Edit: Just checked and there are multiple entries through 2025-01-01 the same.

thank you again for the careful look. I did a thorough purge of all cuda and nvidia packages, verified the drivers were no longer listed in lsmod.

apt search nvidia revealed an nvidia-driver-assistant package which once run instructed the cuda-driver metapackage. this installed properly, and i still see the errors mapping multiple bars. and citing a sanity check for the request vs PCI bus window.

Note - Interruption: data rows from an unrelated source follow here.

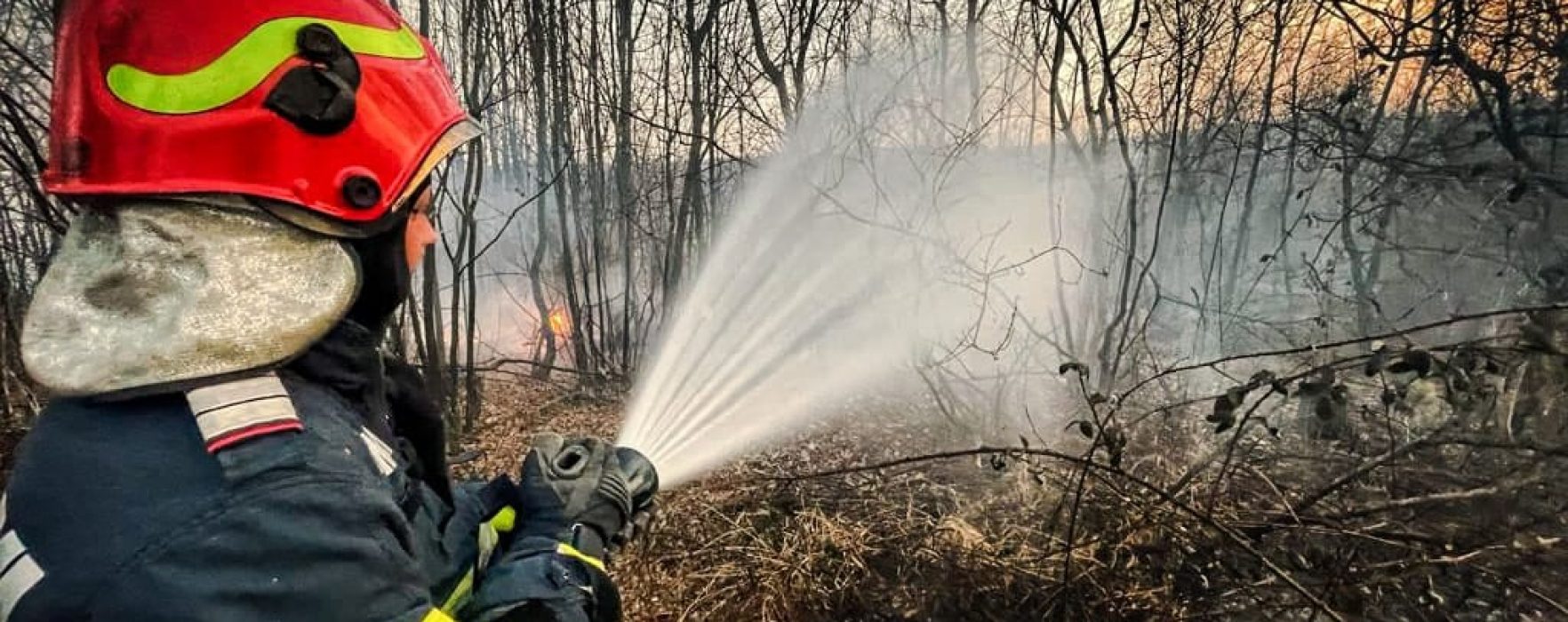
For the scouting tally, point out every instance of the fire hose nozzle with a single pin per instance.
(640, 475)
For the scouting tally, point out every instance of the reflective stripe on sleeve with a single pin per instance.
(571, 552)
(436, 616)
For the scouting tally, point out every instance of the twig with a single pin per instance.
(1346, 342)
(1236, 538)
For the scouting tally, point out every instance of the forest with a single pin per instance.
(1219, 309)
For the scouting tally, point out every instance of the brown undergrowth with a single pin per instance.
(1184, 525)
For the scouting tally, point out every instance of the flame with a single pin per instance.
(560, 323)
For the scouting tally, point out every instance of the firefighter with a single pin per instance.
(225, 441)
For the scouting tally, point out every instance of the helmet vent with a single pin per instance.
(318, 98)
(361, 191)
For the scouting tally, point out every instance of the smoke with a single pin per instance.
(888, 234)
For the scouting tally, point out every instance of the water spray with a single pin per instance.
(843, 260)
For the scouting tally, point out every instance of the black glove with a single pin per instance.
(579, 492)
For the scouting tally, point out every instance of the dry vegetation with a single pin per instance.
(1421, 511)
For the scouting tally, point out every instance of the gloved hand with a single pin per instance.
(579, 492)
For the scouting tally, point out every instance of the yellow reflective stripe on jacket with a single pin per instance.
(571, 552)
(436, 616)
(488, 535)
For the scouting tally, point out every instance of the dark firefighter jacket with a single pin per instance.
(124, 511)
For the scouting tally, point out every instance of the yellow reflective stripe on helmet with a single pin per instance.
(246, 65)
(436, 616)
(571, 552)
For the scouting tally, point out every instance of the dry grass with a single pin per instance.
(971, 539)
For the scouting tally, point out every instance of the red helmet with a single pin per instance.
(334, 107)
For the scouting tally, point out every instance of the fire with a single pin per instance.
(560, 323)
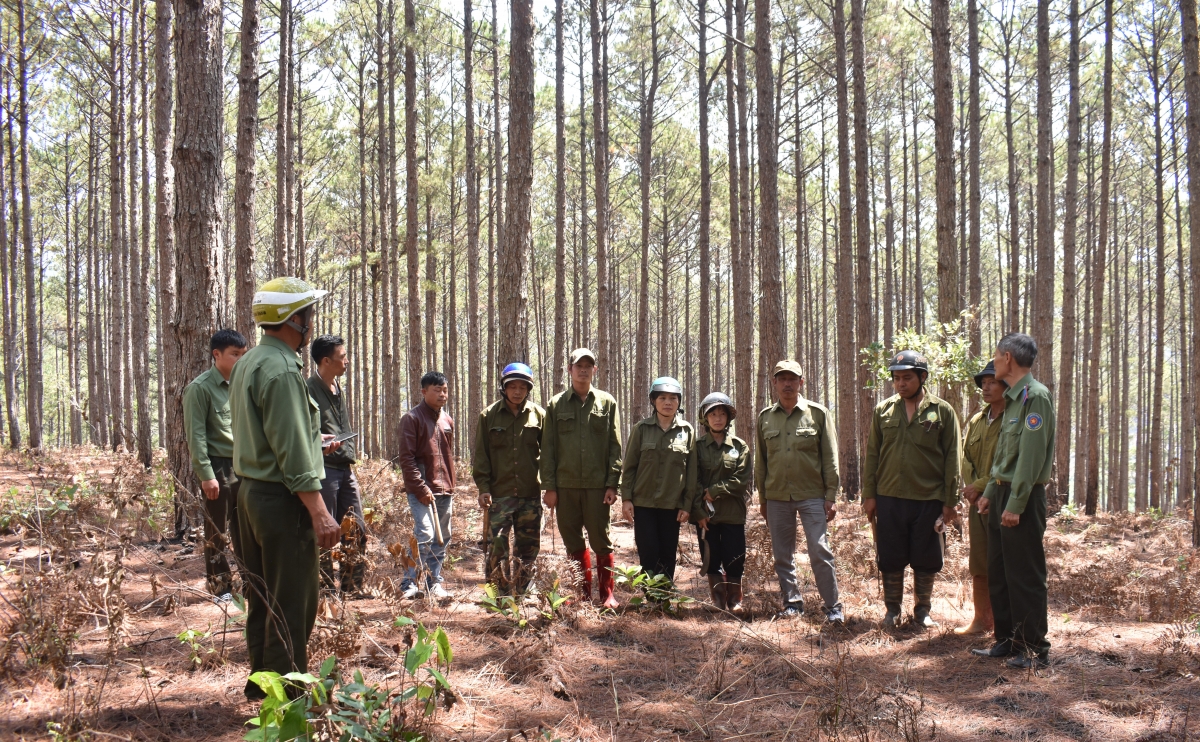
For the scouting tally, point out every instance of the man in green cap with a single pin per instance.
(277, 454)
(581, 470)
(911, 485)
(796, 473)
(210, 442)
(340, 488)
(1015, 506)
(978, 448)
(508, 448)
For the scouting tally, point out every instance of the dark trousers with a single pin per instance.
(340, 491)
(1017, 572)
(280, 551)
(657, 534)
(221, 528)
(726, 549)
(905, 536)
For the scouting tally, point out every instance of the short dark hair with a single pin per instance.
(1023, 348)
(227, 339)
(324, 347)
(433, 378)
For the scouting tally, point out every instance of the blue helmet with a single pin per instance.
(516, 371)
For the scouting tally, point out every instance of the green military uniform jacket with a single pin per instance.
(660, 465)
(724, 470)
(508, 449)
(276, 425)
(207, 422)
(796, 456)
(915, 459)
(334, 419)
(1025, 450)
(581, 442)
(979, 448)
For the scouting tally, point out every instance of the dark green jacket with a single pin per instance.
(581, 442)
(660, 465)
(915, 459)
(796, 456)
(207, 422)
(276, 425)
(724, 470)
(334, 419)
(1025, 452)
(508, 450)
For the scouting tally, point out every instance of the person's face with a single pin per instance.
(993, 390)
(583, 371)
(225, 359)
(336, 363)
(906, 383)
(1003, 363)
(516, 393)
(436, 395)
(787, 386)
(666, 405)
(718, 419)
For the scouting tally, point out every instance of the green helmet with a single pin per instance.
(665, 384)
(279, 299)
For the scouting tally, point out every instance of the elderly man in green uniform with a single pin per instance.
(911, 485)
(978, 448)
(581, 470)
(277, 454)
(340, 488)
(796, 473)
(210, 443)
(1015, 506)
(508, 448)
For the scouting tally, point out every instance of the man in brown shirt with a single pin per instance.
(426, 461)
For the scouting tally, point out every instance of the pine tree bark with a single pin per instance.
(511, 289)
(246, 172)
(1063, 410)
(771, 317)
(197, 162)
(847, 351)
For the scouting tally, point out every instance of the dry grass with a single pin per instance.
(91, 600)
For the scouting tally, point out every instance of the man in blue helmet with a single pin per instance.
(508, 452)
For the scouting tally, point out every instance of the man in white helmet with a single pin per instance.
(277, 455)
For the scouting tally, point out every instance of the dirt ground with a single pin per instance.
(91, 616)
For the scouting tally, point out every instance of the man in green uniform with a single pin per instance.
(796, 473)
(210, 442)
(339, 489)
(581, 470)
(978, 448)
(1015, 506)
(911, 485)
(276, 453)
(508, 448)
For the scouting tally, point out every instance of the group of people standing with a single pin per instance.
(274, 454)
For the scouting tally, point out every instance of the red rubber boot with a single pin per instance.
(605, 578)
(583, 560)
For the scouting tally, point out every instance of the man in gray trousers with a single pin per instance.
(796, 472)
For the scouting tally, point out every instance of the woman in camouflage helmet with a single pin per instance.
(720, 509)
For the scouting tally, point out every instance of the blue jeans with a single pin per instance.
(432, 554)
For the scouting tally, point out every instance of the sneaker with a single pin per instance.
(791, 610)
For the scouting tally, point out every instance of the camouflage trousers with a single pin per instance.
(522, 516)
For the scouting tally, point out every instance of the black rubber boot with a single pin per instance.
(893, 596)
(923, 588)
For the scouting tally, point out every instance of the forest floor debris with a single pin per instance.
(108, 634)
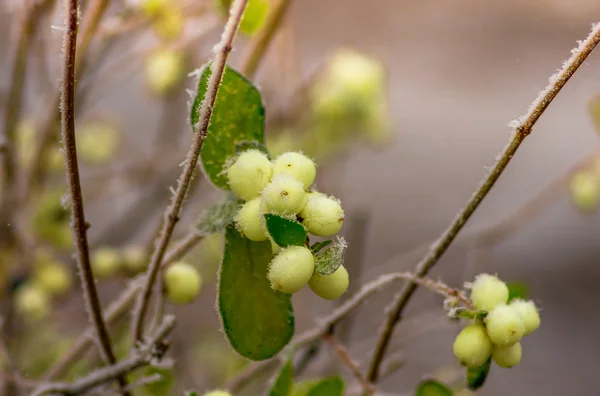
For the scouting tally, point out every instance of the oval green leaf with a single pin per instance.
(431, 387)
(284, 231)
(238, 116)
(258, 321)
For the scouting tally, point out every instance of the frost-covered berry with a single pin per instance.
(182, 283)
(332, 286)
(284, 195)
(249, 174)
(507, 357)
(291, 269)
(296, 165)
(249, 221)
(529, 314)
(322, 215)
(504, 326)
(472, 346)
(488, 291)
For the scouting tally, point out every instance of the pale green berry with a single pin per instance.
(296, 165)
(322, 215)
(472, 346)
(32, 302)
(284, 195)
(529, 314)
(105, 262)
(332, 286)
(291, 269)
(249, 221)
(182, 283)
(507, 357)
(488, 291)
(249, 174)
(504, 326)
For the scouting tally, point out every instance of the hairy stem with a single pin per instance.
(171, 215)
(523, 128)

2025-01-02T05:04:01.196250+00:00 gronk kernel: resource: resource sanity check: requesting [mem 0x00000000f0700000-0x00000000f16fffff], which spans more than PCI Bus 0000:01 [mem 0xf0000000-0xf0ffffff]
2025-01-02T05:04:01.196268+00:00 gronk kernel: caller os_map_kernel_space+0x120/0x130 [nvidia] mapping multiple BARs
2025-01-02T05:04:01.223027+00:00 gronk kernel: NVRM: GPU 0000:01:00.0: RmInitAdapter failed! (0x24:0x72:1516)
2025-01-02T05:04:01.223042+00:00 gronk kernel: NVRM: GPU 0000:01:00.0: rm_init_adapter failed, device minor number 0

so i believe the avenue you are suggesting is the right one. i need to look at the platform more closely/test on a more likely qualified platform.

Best regards.

Good luck. For what it’s worth, this document lists qualified hardware from the M40 era, but does not include that particular card.

I would not purchase one on the off chance, but having a few names may let you test, if you have access to any.